There are no known pictures of the lost city because “no-one has ever been there”, the researchers say, although local people may have suspected there were ruins under the mounds of earth.
The city, which was about 16.6 sq km, had two major centres with large buildings around 2km (1.2 miles) apart, linked by dense houses and causeways.
It has two plazas with temple pyramids, where Maya people would have worshipped, hidden treasures like jade masks and buried their dead.
It also had a court where people would have played an ancient ball game.
There was also evidence of a reservoir, indicating that people used the landscape to support a large population.
In total, Mr Auld-Thomas and Prof Canuto surveyed three different sites in the jungle. They found 6,764 buildings of various sizes.
Professor Elizabeth Graham from University College London, who was not involved in the research, says it supports claims that Maya lived in complex cities or towns, not in isolated villages.

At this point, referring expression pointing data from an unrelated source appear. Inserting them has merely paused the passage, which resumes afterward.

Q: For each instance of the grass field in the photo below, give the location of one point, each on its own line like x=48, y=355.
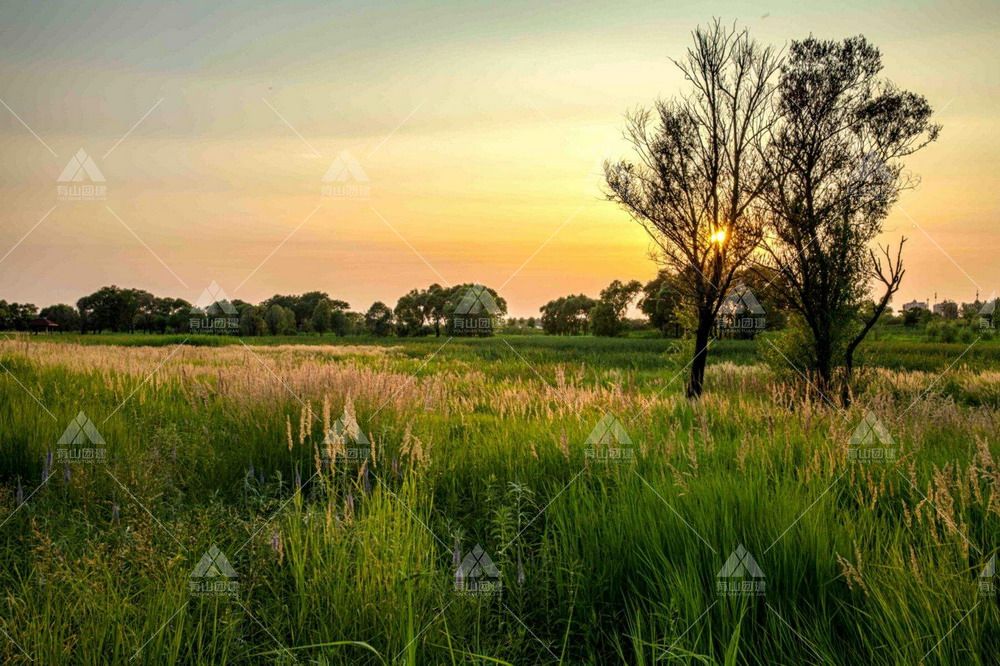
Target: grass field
x=747, y=528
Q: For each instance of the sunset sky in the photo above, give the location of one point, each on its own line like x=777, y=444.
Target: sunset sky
x=480, y=128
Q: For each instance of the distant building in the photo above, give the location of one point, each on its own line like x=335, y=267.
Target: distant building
x=946, y=309
x=42, y=325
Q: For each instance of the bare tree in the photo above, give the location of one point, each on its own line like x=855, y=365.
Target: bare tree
x=835, y=157
x=699, y=172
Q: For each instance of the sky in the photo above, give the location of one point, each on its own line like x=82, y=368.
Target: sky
x=461, y=142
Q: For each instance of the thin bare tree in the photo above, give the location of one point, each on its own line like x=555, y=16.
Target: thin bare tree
x=835, y=157
x=698, y=174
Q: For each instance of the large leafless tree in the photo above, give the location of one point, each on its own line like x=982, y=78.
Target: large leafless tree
x=698, y=171
x=835, y=161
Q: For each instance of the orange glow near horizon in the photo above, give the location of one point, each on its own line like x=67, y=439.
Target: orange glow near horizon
x=477, y=152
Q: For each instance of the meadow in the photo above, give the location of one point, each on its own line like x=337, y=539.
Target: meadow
x=228, y=513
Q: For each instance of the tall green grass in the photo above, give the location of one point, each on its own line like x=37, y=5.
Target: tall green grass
x=601, y=561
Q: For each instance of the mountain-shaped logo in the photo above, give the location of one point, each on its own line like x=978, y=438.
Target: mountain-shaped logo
x=871, y=432
x=213, y=301
x=740, y=564
x=477, y=299
x=213, y=564
x=79, y=168
x=609, y=432
x=80, y=431
x=345, y=168
x=476, y=572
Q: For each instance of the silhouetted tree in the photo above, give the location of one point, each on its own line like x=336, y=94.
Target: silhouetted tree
x=699, y=172
x=836, y=170
x=378, y=319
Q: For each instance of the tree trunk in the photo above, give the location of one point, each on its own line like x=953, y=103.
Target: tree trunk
x=696, y=383
x=845, y=388
x=824, y=366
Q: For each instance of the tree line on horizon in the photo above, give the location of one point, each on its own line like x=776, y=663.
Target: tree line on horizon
x=784, y=162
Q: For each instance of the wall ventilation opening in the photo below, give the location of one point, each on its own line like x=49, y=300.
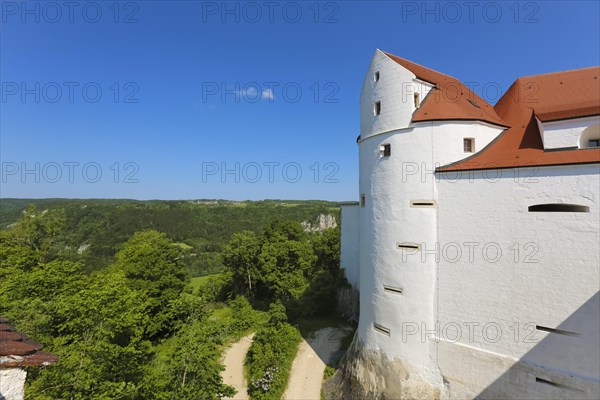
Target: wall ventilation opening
x=408, y=246
x=557, y=385
x=557, y=331
x=377, y=108
x=381, y=329
x=392, y=289
x=558, y=207
x=469, y=145
x=385, y=150
x=422, y=203
x=417, y=99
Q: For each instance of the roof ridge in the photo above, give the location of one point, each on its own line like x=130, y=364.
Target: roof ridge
x=419, y=65
x=557, y=72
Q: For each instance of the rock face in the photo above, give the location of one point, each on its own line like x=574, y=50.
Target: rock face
x=367, y=374
x=323, y=221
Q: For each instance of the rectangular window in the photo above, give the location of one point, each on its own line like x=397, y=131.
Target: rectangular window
x=408, y=246
x=381, y=329
x=469, y=145
x=385, y=150
x=377, y=108
x=557, y=331
x=422, y=203
x=392, y=289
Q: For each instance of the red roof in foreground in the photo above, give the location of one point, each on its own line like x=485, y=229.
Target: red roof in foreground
x=547, y=97
x=16, y=350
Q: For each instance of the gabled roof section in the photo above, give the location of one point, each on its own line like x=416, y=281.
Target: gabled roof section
x=450, y=100
x=16, y=350
x=548, y=97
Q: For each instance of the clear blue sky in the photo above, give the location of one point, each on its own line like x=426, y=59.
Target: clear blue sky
x=291, y=71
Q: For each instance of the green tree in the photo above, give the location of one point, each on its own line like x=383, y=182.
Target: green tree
x=240, y=257
x=149, y=262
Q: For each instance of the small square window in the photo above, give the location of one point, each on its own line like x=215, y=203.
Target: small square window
x=385, y=150
x=377, y=108
x=469, y=145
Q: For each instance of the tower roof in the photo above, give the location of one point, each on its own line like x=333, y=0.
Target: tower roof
x=450, y=100
x=547, y=97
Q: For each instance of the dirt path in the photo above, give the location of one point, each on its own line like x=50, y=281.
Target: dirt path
x=234, y=367
x=306, y=376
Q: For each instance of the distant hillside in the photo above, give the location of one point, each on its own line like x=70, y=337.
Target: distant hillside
x=97, y=228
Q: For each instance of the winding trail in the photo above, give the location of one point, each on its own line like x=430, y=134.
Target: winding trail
x=306, y=376
x=234, y=367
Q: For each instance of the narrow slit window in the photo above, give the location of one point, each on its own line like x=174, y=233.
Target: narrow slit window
x=555, y=384
x=469, y=145
x=417, y=100
x=381, y=329
x=422, y=203
x=385, y=150
x=392, y=289
x=377, y=108
x=408, y=246
x=558, y=207
x=557, y=331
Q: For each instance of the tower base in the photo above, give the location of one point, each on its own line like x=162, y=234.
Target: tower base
x=370, y=374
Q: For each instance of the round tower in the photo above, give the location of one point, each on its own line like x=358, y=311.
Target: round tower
x=397, y=226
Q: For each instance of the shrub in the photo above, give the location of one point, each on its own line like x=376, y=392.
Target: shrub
x=270, y=357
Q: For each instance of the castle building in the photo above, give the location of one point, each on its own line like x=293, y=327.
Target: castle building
x=475, y=241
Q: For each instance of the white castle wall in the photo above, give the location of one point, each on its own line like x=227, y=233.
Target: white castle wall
x=349, y=244
x=394, y=90
x=503, y=270
x=388, y=185
x=441, y=295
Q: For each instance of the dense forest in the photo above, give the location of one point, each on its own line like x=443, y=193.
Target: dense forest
x=123, y=316
x=96, y=229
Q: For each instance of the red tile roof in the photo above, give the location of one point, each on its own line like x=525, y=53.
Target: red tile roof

"The point is that the landscape is definitely settled - that is, settled in the past - and not, as it appears to the naked eye, uninhabited or ‘wild’," she says.
The research suggests that when Maya civilisations collapsed from 800AD onwards, it was partly because they were so densely populated and could not survive climate problems.
"It's suggesting that the landscape was just completely full of people at the onset of drought conditions and it didn't have a lot of flexibility left. And so maybe the entire system basically unravelled as people moved farther away," says Mr Auld-Thomas.
Warfare and the conquest of the region by Spanish invaders in the 16th century also contributed to eradication of Maya city states.
Many more cities could be found
Lidar technology has revolutionised how archaeologists survey areas covered in vegetation, like the Tropics, opening up a world of lost civilisations, explains Prof Canuto.
In the early years of his career, surveys were done by foot and hand, using simple instruments to check the ground inch by inch.
But in the decade since Lidar was used in the Mesoamerican region, he says it’s mapped around 10 times the area that archaeologists managed in about a century of work.
Mr Auld-Thomas says his work suggests there are many sites out there that archaeologists have no idea about.
In fact so many sites have been found that researchers cannot hope to excavate them all.
"I've got to go to Valeriana at some point. It's so close to the road, how could you not? But I can't say we will do a project there," says Mr Auld-Thomas.
"One of the downsides of discovering lots of new Maya cities in the era of Lidar is that there are more of them than we can ever hope to study," he adds.
The research is published in the academic journal Antiquity.